Una volta che il rack è sistemato, bisogna montare i pad. Anche in questo caso è tutto molto semplice: si tratta di stringere delle viti e scegliere la distanza tra un pad e  l’altro che si ritiene più comoda, ovviamente le dimensioni del rack sono un vincolo. Per i piatti suggeriamo questa configurazione hit-hat alla vostra sinistra, il piatto (che può essere un crash o uno splash a seconda di come lo impostate) a sinistra del primo tom e il ride a destra del secondo tom. Quanto alla grancassa, alcuni modelli hanno il solo pedale altri invece hanno il pad che quindi va colpito. In questo caso si usa il classico pedale da batteria.

 

I collegamenti

I pad vanno collegati al modulo oppure al trigger. L’operazione è semplice anche in questo caso: ci sono cavi con jack, uno per ogni per pad. Il collegamento si stabilisce proprio tra il singolo pad e il modulo o interfaccia trigger. Tenete presente che, nel caso di interfaccia trigger, questo va collegato a un computer e sfrutta uno dei tanti software disponibili. Nel caso del trigger vanno impostati una serie di parametri ma è opportuno trattare l’argomento in un paragrafo a parte.

 

 

I parametri dell’interfaccia trigger

Spieghiamo quali sono i parametri principali di cui tener conto premettendo che la scelta dei valori da impostare è vostra in quanto dipende dalle vostre esigenze. Il trigger MIDI note rappresenta il numero della nota MIDI da assegnare al pad. Il gain regola la sensibilità dei pad. Se impostate un valore alto, non sarà necessario battere il pad con forza per ottenere un’uscita alla massima velocità. 

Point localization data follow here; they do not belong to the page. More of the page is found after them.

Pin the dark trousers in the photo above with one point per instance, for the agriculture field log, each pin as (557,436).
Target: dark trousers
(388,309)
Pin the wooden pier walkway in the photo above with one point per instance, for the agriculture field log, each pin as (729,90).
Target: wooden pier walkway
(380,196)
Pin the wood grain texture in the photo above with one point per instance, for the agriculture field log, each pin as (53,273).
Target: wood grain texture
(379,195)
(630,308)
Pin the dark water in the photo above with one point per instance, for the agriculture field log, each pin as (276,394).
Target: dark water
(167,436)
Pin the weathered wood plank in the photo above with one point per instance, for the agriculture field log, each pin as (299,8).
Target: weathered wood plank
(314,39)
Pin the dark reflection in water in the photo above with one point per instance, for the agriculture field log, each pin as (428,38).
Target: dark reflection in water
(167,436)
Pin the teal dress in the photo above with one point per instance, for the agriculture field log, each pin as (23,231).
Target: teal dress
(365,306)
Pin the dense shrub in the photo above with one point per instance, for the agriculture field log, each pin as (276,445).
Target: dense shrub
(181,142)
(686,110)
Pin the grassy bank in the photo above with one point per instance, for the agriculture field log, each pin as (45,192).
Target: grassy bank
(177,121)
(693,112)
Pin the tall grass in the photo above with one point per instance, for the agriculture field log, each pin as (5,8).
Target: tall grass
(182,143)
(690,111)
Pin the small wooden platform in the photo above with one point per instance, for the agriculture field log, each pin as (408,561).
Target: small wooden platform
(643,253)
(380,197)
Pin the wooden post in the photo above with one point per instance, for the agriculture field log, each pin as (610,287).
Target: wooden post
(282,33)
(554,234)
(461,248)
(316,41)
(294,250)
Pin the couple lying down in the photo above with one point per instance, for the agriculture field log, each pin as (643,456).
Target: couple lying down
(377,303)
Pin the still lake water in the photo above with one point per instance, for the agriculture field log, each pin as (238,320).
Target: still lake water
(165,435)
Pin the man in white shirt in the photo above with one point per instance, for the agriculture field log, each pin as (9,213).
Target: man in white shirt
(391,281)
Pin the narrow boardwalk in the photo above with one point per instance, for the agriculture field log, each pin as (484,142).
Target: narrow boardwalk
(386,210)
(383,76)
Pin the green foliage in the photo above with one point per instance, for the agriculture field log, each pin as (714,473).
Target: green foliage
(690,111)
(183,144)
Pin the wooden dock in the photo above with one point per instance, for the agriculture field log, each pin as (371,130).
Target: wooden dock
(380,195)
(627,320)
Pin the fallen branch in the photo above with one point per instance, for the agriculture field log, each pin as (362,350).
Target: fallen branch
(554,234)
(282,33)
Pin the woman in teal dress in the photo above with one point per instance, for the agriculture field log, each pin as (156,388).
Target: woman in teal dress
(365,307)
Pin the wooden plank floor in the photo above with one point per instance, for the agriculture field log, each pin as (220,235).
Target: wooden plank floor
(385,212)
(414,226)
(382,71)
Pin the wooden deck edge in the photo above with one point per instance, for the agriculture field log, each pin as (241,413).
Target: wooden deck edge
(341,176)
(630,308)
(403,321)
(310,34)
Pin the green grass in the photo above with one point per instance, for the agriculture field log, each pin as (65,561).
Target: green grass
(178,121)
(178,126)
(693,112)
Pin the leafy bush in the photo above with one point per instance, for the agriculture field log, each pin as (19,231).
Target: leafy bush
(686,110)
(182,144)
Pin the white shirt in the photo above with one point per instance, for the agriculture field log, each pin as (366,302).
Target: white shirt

Con un guadagno più basso è difficile ottenere un’uscita a velocità massima quando colpite il pad. Trovate il giusto equilibrio. Un altro parametro importante è il velocity curve. Questa funzione serve per personalizzare la risposta del trigger al proprio stile di suonare. Questa impostazione richiede un po’ di tempo per essere impostata alla perfezione. 

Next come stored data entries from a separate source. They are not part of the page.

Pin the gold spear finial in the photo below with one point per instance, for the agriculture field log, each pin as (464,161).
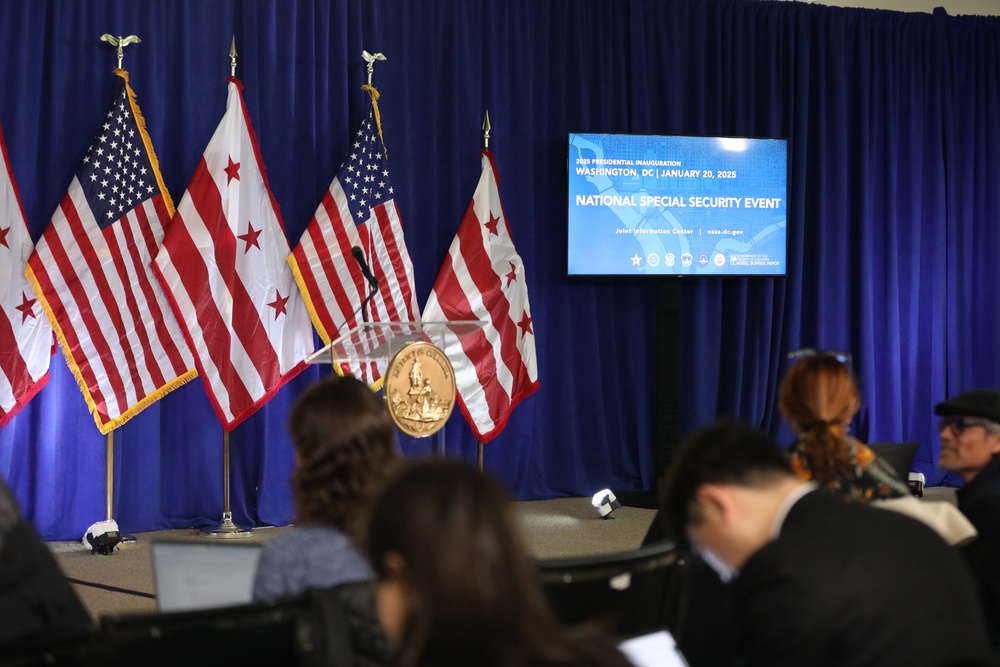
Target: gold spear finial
(486,130)
(120,42)
(370,58)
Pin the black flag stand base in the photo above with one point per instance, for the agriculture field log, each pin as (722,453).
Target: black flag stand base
(226,529)
(127,540)
(104,537)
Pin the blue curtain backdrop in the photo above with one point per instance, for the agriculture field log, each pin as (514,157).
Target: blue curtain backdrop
(892,121)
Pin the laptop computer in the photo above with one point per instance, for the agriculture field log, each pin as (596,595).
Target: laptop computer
(196,575)
(656,649)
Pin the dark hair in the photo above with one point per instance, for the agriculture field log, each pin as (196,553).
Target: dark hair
(345,444)
(817,397)
(474,595)
(727,452)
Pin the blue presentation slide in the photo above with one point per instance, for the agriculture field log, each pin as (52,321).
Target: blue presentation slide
(672,205)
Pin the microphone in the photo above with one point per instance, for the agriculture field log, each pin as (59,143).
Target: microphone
(359,257)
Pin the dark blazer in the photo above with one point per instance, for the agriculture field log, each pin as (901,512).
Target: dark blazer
(846,584)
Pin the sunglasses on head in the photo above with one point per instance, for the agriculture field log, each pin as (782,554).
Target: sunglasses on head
(842,357)
(959,424)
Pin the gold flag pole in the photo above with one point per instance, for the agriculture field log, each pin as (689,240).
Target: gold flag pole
(109,523)
(232,57)
(109,516)
(486,146)
(227,528)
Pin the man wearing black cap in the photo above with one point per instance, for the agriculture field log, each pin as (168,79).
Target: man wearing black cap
(970,441)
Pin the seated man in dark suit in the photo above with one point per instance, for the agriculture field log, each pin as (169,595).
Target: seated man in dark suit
(819,581)
(37,603)
(970,444)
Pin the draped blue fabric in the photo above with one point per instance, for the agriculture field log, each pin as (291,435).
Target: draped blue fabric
(892,121)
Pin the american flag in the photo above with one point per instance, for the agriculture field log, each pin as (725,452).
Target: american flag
(358,210)
(25,334)
(223,266)
(482,278)
(91,272)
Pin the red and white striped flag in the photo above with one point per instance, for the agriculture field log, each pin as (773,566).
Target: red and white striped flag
(223,267)
(482,278)
(90,270)
(358,211)
(25,334)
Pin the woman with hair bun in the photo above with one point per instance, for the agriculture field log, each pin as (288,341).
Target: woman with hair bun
(819,398)
(456,586)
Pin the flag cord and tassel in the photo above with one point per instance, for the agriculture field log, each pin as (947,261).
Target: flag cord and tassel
(370,58)
(226,528)
(110,491)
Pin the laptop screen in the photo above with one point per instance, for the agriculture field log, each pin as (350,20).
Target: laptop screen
(657,649)
(190,575)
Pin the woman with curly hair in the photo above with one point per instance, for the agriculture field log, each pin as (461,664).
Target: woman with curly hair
(818,398)
(345,445)
(456,586)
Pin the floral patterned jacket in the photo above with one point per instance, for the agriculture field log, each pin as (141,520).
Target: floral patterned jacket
(873,478)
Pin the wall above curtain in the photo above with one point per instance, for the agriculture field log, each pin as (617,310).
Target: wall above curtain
(891,120)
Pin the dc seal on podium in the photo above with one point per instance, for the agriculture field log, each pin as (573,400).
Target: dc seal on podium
(420,389)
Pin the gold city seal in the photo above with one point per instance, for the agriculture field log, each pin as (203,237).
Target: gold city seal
(420,389)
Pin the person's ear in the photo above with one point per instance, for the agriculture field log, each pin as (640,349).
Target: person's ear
(994,442)
(716,503)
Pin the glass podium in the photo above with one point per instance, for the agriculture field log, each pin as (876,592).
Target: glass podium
(365,351)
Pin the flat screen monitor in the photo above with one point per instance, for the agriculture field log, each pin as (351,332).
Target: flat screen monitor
(649,205)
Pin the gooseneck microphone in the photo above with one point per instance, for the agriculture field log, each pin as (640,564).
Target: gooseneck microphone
(359,257)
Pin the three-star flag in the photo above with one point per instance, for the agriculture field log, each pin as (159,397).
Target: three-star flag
(223,266)
(25,334)
(482,278)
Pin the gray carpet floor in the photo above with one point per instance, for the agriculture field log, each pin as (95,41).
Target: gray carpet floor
(122,583)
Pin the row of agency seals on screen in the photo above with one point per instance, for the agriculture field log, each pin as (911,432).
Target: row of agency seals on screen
(686,259)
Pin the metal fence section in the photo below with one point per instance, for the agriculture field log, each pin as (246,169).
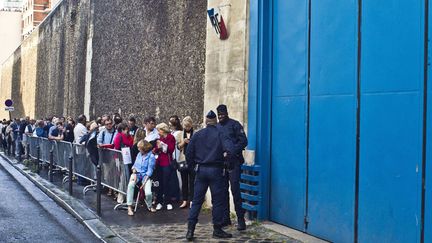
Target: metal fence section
(114,173)
(82,166)
(75,159)
(33,144)
(62,153)
(45,148)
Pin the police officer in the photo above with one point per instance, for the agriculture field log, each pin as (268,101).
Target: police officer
(206,153)
(233,130)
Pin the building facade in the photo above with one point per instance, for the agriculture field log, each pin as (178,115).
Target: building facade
(34,12)
(10,28)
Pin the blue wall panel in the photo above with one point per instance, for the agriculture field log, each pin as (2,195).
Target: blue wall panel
(288,149)
(289,47)
(288,162)
(334,47)
(393,45)
(332,149)
(390,163)
(391,121)
(332,167)
(428,196)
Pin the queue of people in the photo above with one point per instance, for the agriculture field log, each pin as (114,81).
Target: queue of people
(208,158)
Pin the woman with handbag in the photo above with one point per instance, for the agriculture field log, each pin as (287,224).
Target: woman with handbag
(187,174)
(123,140)
(164,149)
(176,131)
(142,170)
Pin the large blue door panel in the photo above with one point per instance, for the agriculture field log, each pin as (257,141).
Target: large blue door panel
(332,167)
(332,147)
(289,47)
(391,121)
(390,168)
(333,47)
(288,131)
(392,49)
(288,162)
(428,185)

L’impostazione del parametro threshold serve ad evitare le false attivazioni del trigger dovute, ad esempio, alle vibrazioni. Il valore di soglia impostato corrisponde alla velocità minima necessaria alla produzione dei dati da parte del trigger. Quando due trigger si trovano l’uno vicino all’altro possono attivarsi accidentalmente: ciò origina una interferenza. 

La funzione X-Talk rappresenta il grado in cui il trigger rifiuta l’interferenza. Il retrigger imposta la quantità minima di tempo tra trigger successivi necessari a generare un secondo suono. Inizialmente si possono avere non poche difficoltà nell’impostare adeguatamente i parametri dell’interfaccia MIDI ma dopo un po’ tutto diventa più semplice. L’importante è impostare i parametri secondo le proprie esigenze e stile.